After crossing the Wambaw Bridge, the Patriots gathered themselves at the nearby Tidyman's Plantation. When Brig. Gen. Francis Marion heard the news of the rout at Wambaw Bridge he and Col. Hezekiah Maham left Jacksonborough and rode back to his brigade. He took Col. Maham's state dragoons and they covered thirty miles to Tidyman's Plantation, while Col. Maham continued on to his own plantation.
Col. Benjamin Thompson allowed his Loyalist infantry to keep walking along the road with their stolen cattle, intentionally giving the appearance that this was a mere foraging party. Meanwhile, most of his men were heading towards Wambaw Bridge, knowing that Brig. Gen. Marion would learn of the previous day's rout and that he would arrive sooner or later.
Both sides were startled to see each other's cavalry, but Col. Thompson quickly recovered and swung his mounted men into a field and formed a line of battle. Brig. Gen. Marion ordered Capt. John Carraway Smith to charge them. As Capt. Smith bore down on the enemy he was suddenly seized by panic and dashed into the woods on the right. His men followed, veering to avoid a pond in their path.
This threw the entire attack into disorder and the British charged. Capt. Smith's dragoons broke and fled, some attempting to swim across the Santee River, with British riflemen killing as many as they could. Lt. Jacob Smiser of Col. Horry's cavalry drowned trying to cross the river.
A half mile away, Brig. Gen. Marion rallied the confused horsemen, but Col. Thompson did not follow. Marion's men lost most of their firearms and many of their horses. The enemy had killed twenty and captured another twelve Patriots. In addition, Col. Thompson captured the officers' baggage, some horses, Marion's tent, and some canteens filled with rum.
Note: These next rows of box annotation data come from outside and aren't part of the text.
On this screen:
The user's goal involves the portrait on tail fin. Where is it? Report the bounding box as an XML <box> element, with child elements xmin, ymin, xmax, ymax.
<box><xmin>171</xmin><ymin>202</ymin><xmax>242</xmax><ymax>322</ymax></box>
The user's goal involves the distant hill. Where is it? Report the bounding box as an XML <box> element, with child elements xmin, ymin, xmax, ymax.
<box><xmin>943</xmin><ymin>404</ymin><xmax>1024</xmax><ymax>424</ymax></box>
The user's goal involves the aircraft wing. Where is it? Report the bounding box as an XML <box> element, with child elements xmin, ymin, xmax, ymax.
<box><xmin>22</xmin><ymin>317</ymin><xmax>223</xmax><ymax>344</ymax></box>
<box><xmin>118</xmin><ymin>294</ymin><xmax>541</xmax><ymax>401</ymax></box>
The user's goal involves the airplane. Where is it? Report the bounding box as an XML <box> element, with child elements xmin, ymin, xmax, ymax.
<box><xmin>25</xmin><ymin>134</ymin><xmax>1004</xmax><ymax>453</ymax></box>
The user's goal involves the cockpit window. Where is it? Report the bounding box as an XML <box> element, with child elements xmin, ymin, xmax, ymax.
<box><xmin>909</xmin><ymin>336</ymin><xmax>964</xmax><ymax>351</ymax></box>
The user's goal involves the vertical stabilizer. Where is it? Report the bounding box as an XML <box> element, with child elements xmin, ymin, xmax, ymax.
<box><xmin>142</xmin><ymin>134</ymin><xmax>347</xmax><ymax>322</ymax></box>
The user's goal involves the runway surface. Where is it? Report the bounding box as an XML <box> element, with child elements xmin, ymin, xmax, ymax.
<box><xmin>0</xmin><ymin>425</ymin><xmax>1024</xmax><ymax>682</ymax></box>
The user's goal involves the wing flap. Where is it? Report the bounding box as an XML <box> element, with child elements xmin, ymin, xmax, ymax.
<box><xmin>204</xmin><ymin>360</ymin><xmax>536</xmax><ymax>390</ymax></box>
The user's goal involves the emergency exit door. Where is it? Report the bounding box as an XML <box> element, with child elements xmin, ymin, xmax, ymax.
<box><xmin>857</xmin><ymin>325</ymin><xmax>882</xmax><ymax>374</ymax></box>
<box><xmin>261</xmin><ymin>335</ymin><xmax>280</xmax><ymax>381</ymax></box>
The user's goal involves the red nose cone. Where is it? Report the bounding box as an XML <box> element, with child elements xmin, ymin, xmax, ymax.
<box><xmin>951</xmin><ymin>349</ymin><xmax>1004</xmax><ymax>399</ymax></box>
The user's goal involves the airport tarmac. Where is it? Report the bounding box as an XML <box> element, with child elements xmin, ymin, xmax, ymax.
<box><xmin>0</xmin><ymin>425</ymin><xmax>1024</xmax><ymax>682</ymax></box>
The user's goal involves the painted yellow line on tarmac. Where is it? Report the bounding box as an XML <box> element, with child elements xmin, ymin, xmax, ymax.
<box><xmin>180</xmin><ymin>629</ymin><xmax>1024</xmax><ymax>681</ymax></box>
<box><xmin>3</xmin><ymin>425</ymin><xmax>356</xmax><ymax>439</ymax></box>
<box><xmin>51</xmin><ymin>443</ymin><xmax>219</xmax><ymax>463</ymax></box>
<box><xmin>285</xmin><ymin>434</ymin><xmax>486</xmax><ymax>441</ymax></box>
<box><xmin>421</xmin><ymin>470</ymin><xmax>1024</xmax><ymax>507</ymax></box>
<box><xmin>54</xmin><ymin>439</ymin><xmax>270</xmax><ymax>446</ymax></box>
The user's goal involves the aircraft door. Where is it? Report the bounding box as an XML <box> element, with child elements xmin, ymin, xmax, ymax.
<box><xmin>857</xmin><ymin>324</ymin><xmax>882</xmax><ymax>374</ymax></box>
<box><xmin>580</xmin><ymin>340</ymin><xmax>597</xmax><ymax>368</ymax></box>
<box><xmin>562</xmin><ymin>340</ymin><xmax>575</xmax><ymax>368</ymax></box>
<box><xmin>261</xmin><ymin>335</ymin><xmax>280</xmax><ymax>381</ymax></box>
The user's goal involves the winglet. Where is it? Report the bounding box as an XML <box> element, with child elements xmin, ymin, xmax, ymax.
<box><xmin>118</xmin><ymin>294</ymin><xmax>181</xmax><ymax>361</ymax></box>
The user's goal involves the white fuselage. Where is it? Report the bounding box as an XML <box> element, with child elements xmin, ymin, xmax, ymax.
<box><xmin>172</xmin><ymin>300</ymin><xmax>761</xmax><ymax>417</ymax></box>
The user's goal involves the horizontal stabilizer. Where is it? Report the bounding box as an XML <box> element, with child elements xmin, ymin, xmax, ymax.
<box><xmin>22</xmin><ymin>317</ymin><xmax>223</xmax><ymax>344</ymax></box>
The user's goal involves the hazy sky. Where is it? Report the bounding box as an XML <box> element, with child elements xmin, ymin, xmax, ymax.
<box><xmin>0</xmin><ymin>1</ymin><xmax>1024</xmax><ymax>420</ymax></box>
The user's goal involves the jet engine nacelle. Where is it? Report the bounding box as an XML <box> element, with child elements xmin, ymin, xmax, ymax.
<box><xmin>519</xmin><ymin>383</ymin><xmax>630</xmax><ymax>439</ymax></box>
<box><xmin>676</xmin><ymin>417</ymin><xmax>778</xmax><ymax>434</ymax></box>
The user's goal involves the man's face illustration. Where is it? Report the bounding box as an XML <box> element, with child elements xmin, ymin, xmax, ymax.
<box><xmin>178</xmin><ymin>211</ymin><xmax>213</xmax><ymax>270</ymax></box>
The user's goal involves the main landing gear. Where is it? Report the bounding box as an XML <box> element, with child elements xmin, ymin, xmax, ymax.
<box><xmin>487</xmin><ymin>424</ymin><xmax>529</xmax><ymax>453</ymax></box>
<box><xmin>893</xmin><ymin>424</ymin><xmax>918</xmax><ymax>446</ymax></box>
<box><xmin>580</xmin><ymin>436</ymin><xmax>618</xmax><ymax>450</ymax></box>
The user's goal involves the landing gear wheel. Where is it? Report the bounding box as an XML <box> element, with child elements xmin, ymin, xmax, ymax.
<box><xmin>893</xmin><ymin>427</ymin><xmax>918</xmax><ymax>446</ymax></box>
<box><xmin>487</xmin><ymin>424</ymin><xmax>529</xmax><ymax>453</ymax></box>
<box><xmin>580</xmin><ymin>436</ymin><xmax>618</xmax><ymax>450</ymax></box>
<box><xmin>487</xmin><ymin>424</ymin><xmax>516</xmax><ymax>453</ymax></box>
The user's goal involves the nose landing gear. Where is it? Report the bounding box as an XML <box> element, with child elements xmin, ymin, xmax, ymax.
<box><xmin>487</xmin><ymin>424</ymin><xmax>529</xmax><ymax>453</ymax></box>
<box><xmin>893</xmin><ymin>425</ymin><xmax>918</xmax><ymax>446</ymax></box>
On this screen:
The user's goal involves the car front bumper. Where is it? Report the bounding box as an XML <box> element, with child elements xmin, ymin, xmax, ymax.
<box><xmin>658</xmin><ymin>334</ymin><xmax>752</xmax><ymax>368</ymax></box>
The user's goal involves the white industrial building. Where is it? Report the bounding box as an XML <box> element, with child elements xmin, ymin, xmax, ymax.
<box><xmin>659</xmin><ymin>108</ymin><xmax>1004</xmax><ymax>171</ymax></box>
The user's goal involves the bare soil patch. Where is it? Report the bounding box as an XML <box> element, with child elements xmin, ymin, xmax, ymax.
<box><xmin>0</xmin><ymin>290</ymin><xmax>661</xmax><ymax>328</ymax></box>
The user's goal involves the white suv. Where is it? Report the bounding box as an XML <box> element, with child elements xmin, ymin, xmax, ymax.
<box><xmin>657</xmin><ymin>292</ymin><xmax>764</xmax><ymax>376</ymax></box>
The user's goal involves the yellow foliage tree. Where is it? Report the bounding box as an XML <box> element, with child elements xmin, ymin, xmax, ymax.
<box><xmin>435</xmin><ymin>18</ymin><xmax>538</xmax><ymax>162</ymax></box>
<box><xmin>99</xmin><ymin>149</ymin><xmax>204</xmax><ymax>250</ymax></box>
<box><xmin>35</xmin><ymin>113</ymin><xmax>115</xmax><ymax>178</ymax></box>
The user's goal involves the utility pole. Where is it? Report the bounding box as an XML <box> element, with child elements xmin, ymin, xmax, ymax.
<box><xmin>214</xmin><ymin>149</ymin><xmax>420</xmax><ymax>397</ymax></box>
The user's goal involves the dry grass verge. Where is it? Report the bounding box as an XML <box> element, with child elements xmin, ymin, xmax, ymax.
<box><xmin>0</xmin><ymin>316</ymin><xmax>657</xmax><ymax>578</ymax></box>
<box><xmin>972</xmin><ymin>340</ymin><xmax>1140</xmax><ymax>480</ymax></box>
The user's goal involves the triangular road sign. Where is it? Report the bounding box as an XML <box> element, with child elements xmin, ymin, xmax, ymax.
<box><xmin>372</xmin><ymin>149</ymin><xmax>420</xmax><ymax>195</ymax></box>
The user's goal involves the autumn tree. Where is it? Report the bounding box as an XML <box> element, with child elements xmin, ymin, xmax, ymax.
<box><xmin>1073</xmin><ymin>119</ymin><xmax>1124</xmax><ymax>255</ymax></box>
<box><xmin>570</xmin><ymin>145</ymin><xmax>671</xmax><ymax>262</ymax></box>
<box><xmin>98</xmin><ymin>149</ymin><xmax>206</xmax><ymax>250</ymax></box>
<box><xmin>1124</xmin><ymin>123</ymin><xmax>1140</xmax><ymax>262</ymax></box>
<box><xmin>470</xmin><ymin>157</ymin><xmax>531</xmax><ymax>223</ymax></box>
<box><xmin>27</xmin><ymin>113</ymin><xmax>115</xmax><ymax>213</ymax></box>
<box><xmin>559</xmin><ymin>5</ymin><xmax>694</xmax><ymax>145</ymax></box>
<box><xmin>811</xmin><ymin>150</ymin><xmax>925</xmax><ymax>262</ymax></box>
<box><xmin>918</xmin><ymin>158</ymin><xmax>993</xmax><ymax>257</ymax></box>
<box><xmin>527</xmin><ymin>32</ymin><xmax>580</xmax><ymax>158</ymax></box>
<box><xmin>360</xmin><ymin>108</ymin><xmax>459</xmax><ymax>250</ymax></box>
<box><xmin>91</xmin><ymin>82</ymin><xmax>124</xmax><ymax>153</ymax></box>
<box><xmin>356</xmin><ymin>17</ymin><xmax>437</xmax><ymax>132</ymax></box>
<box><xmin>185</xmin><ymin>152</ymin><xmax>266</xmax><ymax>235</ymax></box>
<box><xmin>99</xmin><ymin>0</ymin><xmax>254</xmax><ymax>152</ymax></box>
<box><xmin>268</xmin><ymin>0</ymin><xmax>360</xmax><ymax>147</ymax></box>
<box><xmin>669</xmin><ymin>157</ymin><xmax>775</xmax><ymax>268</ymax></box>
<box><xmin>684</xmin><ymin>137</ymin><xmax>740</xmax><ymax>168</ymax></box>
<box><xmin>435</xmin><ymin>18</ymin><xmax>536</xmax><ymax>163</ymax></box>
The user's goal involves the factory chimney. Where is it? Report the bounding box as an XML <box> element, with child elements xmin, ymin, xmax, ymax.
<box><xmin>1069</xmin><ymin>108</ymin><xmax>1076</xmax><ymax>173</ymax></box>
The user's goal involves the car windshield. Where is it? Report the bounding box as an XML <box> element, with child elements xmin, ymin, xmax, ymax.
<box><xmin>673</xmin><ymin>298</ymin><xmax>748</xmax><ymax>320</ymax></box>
After this battle, there were only sixty dragoons left, and Col. Horry's dragoons were decimated. Due to this, Governor Matthew ordered the two reduced regiments to be combined with Col. Hezekiah Maham in command of the new single regiment. Col. Peter Horry felt slighted and resigned. Brig. Gen. Marion consoled him by placing him in command of Georgetown.
Maj. Gen. Greene dispatched Lt. Col. John Laurens and his Continentals to support Brig. Marion's forces.
Col. Benjamin Thompson's raid did allow the British to forage "at will" from the end of February until the beginning of April.